Backing is defined as material placed at the root of a weld joint for the purpose of supporting molten weld metal. Its function is to facilitate complete joint penetration.
Permanent backing is usually made from a base metal similar to that being welded and, as the name implies, becomes a permanent part of the joint because it is fused to the root of the weld and is not easy to remove.
Temporary backing may be made from copper or a ceramic substance that do not become fused to the root and are easily removed when welding is finished. This type of backing is also referred to as removable backing.
US terminology for a non-consumable material, either metallic or non-metallic, that is used to contain or shape the molten root run is a 'retainer'.

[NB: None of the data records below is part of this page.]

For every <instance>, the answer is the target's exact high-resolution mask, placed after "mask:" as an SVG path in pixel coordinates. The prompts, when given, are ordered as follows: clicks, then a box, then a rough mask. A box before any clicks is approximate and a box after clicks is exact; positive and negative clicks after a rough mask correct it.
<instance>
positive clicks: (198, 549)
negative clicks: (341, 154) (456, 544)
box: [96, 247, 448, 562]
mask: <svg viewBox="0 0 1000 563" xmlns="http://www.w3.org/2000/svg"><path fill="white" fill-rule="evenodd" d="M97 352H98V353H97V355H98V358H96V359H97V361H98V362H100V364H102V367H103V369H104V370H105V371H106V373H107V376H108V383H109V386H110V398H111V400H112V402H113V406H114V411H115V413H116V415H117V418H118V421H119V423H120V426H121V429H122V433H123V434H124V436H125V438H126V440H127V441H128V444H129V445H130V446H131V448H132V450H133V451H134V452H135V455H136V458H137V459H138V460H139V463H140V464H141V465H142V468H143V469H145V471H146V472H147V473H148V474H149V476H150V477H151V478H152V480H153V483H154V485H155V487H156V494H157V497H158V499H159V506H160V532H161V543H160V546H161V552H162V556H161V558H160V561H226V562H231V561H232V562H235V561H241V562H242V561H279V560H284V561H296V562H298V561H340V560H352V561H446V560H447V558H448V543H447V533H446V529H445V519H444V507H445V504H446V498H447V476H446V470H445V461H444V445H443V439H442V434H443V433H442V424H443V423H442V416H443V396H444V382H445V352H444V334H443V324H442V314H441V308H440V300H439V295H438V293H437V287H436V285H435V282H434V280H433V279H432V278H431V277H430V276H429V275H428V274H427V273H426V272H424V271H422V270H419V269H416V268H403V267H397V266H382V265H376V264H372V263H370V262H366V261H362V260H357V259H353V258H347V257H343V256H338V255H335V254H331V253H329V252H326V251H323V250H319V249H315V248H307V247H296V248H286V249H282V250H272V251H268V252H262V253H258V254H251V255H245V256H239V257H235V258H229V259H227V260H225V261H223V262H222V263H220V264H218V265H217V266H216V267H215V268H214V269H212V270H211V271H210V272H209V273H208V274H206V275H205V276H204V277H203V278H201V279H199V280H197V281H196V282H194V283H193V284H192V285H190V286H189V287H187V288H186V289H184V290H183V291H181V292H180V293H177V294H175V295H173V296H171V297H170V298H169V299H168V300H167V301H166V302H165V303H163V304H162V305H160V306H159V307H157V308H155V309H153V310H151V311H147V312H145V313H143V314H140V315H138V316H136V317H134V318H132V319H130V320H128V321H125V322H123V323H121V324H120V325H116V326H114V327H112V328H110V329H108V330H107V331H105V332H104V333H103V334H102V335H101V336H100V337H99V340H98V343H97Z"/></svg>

Welding the second side of a double-sided butt joint is regarded as welding a joint with backing because the first weld run put in from the second side is supported by weld metal from the first side.

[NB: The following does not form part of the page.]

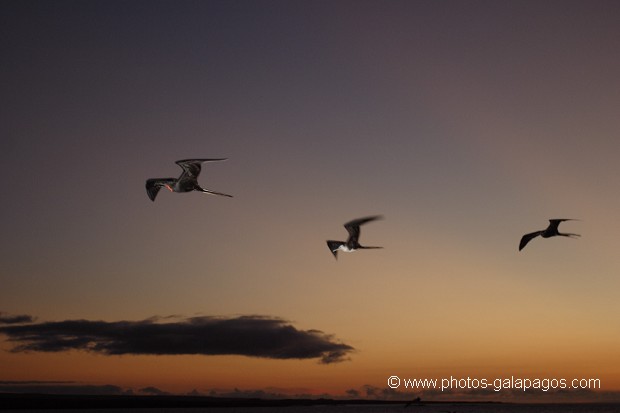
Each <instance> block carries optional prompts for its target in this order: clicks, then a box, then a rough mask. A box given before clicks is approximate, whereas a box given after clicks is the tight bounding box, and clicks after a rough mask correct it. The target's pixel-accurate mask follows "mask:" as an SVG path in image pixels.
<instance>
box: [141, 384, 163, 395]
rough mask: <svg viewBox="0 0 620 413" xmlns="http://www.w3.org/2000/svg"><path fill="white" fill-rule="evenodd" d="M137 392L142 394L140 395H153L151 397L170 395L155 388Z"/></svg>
mask: <svg viewBox="0 0 620 413" xmlns="http://www.w3.org/2000/svg"><path fill="white" fill-rule="evenodd" d="M138 392H139V393H142V394H149V395H153V396H165V395H167V394H170V393H168V392H165V391H163V390H160V389H158V388H157V387H153V386H149V387H144V388H142V389H140V390H138Z"/></svg>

For a single-sided, multi-process weld made without backing (open root) such as one with TIG root and MMA fill, the TIG root run is classed as a weld made without backing but the MMA fill is classed as a weld made with backing.
For welding procedure qualification, some welding codes classify the use of backing as an essential variable (EN 15614-1) but others classify it as non-essential (ASME Section IX).
For welder qualification, backing is invariably classed as an essential variable. This is because being able to produce a sound weld root using backing does not demonstrate he has skill required to make a sound weld without backing.